Perplexity has opened its Personal Computer agent to all Mac users, granting it access to local files, native applications, and over 400 connectors — everything, in short, that was previously between you and your inbox.

It takes Computer out of the cloud-only world and onto the device where most of your real work already takes place.

What happened

Personal Computer launched last month as a waitlisted feature for Perplexity Max subscribers. As of Thursday, any Mac user can download the new Perplexity Mac app and try it, provided they hold a Pro or Max subscription. The old Mac app will be deprecated in the coming weeks, which the company considers progress.

The agent can work across local files and native Mac apps, operate on the web, and orchestrate multi-step tasks autonomously. Paired with Perplexity's Comet browser, it can operate web-based tools without requiring direct connectors. It can also be accessed remotely from an iPhone, so users can approve or initiate tasks from a device they are probably already unable to put down.

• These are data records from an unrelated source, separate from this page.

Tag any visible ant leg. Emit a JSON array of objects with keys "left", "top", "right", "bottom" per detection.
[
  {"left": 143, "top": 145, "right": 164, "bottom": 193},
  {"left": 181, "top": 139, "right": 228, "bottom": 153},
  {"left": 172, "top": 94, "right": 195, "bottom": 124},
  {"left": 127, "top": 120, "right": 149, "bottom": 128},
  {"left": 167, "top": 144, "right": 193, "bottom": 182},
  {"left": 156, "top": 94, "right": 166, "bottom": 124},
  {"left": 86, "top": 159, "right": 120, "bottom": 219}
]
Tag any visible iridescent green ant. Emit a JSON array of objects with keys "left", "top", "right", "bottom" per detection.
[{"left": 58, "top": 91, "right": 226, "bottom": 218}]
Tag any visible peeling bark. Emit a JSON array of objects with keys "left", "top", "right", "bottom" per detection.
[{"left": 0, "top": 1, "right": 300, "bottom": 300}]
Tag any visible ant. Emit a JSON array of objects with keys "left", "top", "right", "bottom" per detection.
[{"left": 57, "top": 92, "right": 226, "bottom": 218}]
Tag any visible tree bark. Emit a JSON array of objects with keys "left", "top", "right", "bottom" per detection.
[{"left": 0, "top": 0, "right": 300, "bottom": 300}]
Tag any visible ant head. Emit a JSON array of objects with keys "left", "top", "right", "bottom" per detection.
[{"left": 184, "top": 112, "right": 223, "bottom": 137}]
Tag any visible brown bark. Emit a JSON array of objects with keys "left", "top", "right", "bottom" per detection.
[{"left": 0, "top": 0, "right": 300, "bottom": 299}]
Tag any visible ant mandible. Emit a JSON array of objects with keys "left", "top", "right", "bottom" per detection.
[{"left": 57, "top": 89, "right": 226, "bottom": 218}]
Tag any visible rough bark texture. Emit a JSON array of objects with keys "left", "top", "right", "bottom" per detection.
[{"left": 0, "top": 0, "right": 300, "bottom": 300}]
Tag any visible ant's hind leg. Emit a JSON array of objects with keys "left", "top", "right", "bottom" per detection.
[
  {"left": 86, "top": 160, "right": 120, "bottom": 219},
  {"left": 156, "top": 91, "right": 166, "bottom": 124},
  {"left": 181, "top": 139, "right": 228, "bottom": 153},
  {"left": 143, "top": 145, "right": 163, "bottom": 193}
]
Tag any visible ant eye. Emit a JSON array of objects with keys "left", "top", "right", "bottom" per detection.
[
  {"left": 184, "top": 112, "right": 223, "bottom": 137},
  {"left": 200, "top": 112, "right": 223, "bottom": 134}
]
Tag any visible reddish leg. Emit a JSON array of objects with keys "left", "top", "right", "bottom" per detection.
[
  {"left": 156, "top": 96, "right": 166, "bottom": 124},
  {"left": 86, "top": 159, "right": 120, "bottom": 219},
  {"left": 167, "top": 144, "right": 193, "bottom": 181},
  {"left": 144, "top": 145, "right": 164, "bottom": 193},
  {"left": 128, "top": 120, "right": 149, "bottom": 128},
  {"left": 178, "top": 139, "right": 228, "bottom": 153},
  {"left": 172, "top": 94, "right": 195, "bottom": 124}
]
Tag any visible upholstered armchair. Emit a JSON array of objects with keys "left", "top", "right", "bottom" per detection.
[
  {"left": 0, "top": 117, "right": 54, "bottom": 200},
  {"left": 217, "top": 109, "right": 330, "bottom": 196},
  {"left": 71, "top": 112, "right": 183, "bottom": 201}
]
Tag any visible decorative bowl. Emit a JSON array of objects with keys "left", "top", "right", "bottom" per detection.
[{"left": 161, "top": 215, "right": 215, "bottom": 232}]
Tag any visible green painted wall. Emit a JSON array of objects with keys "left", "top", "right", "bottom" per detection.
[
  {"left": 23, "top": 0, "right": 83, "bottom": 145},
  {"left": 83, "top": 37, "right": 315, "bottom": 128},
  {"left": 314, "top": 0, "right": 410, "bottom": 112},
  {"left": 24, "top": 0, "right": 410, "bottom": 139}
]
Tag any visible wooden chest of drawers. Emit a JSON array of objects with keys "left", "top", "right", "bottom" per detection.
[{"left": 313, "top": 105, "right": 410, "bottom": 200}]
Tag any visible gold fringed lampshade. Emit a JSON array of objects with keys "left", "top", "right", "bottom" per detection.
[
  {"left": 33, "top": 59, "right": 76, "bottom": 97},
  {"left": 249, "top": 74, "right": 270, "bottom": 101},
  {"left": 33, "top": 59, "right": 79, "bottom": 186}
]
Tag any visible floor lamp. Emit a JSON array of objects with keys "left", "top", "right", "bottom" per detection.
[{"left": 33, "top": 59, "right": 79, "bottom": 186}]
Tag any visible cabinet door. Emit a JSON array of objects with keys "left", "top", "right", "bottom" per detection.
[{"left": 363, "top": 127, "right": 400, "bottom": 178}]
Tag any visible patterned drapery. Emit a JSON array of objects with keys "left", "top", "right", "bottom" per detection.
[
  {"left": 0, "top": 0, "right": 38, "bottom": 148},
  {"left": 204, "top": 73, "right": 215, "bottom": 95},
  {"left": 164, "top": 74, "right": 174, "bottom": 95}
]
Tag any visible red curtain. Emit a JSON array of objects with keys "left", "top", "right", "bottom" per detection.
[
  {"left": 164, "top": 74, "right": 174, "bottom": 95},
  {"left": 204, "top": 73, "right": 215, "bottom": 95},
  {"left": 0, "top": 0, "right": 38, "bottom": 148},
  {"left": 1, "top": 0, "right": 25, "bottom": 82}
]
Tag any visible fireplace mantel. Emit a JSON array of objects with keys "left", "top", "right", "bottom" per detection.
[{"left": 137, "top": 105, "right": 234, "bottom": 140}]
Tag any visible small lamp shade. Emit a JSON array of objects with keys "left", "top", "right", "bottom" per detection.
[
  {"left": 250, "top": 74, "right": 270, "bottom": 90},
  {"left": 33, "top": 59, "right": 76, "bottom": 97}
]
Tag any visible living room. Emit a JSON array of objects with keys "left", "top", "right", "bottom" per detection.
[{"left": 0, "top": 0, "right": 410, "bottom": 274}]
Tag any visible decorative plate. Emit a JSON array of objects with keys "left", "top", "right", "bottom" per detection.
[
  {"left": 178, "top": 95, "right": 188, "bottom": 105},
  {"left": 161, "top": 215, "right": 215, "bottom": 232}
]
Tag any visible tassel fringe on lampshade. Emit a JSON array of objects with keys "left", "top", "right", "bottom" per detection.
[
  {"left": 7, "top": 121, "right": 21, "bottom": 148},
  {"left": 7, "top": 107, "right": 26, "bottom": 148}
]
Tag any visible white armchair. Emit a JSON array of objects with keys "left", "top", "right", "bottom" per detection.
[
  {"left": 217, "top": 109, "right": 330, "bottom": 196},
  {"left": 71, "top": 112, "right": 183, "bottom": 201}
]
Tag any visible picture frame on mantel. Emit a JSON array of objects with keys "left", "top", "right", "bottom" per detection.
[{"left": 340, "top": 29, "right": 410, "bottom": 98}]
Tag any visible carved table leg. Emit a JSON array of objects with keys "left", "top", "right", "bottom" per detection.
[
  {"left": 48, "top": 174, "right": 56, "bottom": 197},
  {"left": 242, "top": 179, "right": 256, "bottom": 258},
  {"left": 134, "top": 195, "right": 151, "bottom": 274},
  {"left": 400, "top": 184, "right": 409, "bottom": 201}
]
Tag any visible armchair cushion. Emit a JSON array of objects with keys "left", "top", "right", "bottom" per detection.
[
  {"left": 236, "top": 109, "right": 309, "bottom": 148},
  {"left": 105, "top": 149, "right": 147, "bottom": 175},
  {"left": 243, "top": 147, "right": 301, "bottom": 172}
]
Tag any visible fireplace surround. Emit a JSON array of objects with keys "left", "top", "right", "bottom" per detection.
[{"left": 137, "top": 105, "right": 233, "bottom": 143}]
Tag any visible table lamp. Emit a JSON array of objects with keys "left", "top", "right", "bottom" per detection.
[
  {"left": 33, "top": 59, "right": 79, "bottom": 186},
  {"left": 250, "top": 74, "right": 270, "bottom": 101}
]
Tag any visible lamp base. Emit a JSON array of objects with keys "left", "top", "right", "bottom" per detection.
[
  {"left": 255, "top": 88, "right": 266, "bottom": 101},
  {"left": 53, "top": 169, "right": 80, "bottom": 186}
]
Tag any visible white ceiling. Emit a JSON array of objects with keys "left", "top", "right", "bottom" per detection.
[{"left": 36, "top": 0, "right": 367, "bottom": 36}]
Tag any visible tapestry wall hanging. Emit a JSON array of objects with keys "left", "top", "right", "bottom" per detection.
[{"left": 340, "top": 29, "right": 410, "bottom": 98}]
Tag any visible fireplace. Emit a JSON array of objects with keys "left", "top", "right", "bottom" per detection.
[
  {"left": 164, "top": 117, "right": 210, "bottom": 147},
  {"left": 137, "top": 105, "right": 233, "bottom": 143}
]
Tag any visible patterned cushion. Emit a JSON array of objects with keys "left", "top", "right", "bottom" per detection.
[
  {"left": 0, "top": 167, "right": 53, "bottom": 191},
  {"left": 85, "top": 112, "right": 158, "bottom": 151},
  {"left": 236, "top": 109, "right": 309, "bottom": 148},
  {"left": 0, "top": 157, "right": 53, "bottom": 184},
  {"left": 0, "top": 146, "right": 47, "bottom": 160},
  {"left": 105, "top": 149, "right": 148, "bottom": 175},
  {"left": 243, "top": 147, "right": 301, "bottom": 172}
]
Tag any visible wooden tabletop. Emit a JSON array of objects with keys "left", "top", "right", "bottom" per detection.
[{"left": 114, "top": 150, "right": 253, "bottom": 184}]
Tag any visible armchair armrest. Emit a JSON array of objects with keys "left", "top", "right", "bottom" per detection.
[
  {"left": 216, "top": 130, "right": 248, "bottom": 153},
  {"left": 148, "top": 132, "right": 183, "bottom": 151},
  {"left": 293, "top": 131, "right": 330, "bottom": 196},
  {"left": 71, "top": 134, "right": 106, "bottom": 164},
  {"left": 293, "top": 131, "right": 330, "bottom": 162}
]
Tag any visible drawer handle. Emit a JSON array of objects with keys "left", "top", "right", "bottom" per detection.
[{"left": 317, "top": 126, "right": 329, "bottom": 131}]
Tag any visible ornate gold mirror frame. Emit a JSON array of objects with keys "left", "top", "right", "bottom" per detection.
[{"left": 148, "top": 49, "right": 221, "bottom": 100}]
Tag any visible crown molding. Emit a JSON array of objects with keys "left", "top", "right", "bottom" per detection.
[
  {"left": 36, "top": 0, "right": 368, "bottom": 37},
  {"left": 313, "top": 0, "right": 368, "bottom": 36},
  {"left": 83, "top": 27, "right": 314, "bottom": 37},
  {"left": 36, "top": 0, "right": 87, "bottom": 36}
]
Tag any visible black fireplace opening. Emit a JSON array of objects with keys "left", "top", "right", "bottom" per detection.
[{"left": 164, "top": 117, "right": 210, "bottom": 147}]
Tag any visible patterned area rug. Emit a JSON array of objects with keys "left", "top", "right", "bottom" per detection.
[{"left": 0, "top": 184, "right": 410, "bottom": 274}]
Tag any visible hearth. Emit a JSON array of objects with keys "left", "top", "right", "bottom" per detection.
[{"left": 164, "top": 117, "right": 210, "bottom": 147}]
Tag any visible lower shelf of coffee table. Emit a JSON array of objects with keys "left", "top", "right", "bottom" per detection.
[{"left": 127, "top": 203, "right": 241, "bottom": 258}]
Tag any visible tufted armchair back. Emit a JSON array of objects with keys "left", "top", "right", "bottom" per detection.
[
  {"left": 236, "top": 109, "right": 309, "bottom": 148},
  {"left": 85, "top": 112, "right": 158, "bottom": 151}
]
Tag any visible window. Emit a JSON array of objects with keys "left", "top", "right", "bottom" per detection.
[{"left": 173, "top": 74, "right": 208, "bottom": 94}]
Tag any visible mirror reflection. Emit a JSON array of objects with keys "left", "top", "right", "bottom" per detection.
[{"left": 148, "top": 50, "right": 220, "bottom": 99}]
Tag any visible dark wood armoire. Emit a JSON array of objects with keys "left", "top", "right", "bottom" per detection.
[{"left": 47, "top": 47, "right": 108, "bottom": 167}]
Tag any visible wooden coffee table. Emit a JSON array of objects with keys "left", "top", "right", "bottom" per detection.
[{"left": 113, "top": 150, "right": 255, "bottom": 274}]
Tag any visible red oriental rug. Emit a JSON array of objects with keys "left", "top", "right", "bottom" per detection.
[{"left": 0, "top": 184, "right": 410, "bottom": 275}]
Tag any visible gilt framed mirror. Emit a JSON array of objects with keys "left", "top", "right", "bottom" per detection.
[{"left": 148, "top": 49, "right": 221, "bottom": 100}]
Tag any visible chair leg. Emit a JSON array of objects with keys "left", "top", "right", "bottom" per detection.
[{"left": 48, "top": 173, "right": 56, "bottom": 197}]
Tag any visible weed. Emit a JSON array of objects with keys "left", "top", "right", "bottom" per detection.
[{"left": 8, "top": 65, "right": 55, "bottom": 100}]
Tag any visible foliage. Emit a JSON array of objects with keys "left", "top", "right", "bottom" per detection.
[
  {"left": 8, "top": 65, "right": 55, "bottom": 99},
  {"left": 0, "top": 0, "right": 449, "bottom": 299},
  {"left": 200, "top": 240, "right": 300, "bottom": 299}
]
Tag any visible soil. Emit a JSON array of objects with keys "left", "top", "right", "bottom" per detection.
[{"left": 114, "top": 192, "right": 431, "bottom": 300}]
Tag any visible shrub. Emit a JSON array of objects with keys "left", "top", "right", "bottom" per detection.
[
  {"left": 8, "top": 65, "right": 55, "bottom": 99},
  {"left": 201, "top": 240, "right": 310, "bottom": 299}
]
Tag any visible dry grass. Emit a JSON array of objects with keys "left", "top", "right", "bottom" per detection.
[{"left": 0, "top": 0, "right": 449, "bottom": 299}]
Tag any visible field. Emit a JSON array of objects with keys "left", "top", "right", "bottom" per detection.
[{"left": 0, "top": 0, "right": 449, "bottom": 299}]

Perplexity positions Personal Computer as a safer alternative to OpenClaw, which attracted attention for its elevated system permissions and associated security risks. The claim is that this environment is more contained. The parenthetical in the original announcement noted: "Or at least that's the claim." Refreshing honesty, for a press release.

Why the humans care

The appeal is coherent. An agent that can compare two files from different applications, pull notes from one app and draft content in another, or manage multi-step workflows across a Mac Mini running unattended — this is the kind of delegation humans have been attempting with junior employees for decades, with considerably more friction.

Running on an always-on device like a Mac Mini, Personal Computer is designed to work while the human is not. This is either the most efficient thing a knowledge worker has set up in years, or an autonomous process with access to their entire filing system. These are not mutually exclusive.

What happens next

The new Mac app is available as a direct download only — not through the App Store — which means users must actively choose to go and get it. They are doing so.

The device where most of your real work already takes place now has a permanent resident. It has read the files. It is ready when you are.